The folks in the culturally dominant group take up a lot of space, in all spaces. White people sure do have some feelings about racism. I experience rage about it all the time myself. I cried white hot tears of anger when the Supreme Court gutted the Voting Rights Act, for example. My rage, while entirely justified, and really coming from my core commitment to solidarity with marginalized folks, is all about me. It’s mine, and I don’t expect people of color to help me feel better, to offer me a vessel for my anger, or to even say “thanks”. I do expect, however, that other white people might say, “Hey, I am pissed too. What can we do about this?”

I once heard a woman express great fear of men coming into feminist space because of the caretaking that is then required. “Men take up so much space,” she said, “and women are trained and conditioned to take care of them.” She was right. I see it all the time. I’ve seen it happen with so-called good men, pro-feminist/feminist men who expect the women in the room get the coffee or sandwiches, or take minutes, or be nurturing all the damn time. That’s misogyny! Own it, and then stop doing it. Follow the leadership of women as we are the experts on our lives. I am an expert on what it feels like to live in a world hostile to my very existence in a way that you will never be, even if you put on a dress.

Fellas, look to other men to take care of your feelings on misogyny. I ain’t taking care of you. Perhaps when it is no longer a fact that 1 in 3 women are beaten and raped by the men in their lives, I might be able to make a little time to hear about your feelings on misogyny. Until then, roll up your sleeves and dismantle the white, cis, heteropatriarchy. Or at least get out of my way so I can.  I’ll appreciate knowing where you stand, because this issue has no neutral place.
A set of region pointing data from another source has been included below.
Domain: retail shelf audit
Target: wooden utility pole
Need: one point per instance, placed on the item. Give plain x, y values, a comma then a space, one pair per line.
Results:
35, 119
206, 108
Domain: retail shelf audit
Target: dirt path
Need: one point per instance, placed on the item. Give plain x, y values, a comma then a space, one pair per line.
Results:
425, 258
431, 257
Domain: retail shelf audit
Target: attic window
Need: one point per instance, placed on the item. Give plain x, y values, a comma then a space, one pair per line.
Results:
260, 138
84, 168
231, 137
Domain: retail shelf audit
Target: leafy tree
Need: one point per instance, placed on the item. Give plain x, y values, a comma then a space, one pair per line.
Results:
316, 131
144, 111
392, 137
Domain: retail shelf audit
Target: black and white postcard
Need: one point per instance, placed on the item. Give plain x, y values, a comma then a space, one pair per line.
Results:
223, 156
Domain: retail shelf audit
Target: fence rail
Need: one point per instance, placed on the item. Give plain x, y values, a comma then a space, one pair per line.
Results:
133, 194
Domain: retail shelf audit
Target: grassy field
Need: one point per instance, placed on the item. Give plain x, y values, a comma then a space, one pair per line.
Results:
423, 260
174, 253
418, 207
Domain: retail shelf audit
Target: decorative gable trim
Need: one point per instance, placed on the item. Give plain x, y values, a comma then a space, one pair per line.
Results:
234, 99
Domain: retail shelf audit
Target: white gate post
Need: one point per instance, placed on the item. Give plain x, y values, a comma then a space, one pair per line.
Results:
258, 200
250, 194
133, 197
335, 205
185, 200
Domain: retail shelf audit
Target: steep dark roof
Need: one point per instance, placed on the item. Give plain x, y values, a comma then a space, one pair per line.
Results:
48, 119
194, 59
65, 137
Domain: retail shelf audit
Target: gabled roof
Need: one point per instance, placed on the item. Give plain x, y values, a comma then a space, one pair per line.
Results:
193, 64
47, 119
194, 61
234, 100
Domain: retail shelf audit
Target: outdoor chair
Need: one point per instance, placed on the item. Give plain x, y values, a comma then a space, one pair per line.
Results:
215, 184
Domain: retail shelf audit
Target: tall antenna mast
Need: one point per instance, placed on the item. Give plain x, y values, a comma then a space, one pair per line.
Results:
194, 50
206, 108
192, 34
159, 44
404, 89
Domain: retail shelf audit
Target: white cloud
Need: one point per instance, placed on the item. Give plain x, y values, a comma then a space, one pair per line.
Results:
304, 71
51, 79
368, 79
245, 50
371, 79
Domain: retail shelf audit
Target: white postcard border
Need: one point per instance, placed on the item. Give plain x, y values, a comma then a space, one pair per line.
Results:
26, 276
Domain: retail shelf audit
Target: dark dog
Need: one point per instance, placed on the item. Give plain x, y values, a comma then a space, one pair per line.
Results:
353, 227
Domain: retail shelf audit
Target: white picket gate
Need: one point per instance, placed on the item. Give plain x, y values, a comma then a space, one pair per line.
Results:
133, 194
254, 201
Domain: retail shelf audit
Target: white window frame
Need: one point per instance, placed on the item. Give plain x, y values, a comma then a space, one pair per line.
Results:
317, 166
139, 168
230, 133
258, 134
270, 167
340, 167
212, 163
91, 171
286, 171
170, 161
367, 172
“Men who want to support women in our struggle for freedom and justice should understand that it is not terrifically important to us that they learn to cry; it is important to us that they stop the crimes of violence against us.”   Andrea Dworkin

12 responses to “I’m Not Pouring Your Coffee or Wiping Your Tears, Dustin Hoffman: Take Your Feelings Elsewhere, Fellas

  1. startledoctopus July 11, 2013 at 11:26 am

    I like to apply Circle Theory to social justice – all the venting about MY feelings about marginalization that doesn’t directly affect me should be to people who are also outside that circle of marginalization.

  2. Molly July 11, 2013 at 1:36 pm

    This is an interesting piece and made me feel all sorts of emotions. I mostly feel your rage, Haven, which is justified. However, I don’t entirely agree with what you are saying. It seems like you are taking an all-or-nothing approach to men being a part of the feminist movement.

    You can’t expect men to completely change their perspective overnight. Hoffman is sharing a revelation that people (especially men) everywhere can identify with. No one can leap to the top of the mountain – it takes small steps every day to reach a goal. This is a step that should be celebrated, not berated.

    In then end, I think the rage you’re pedaling will turn people away from your justified cause. Loving is harder than hating. Fighting the hate of misogyny with hate will lead to a world of hate. Perhaps fighting hate with love of self and others will slowly dispel the darkness and oppression.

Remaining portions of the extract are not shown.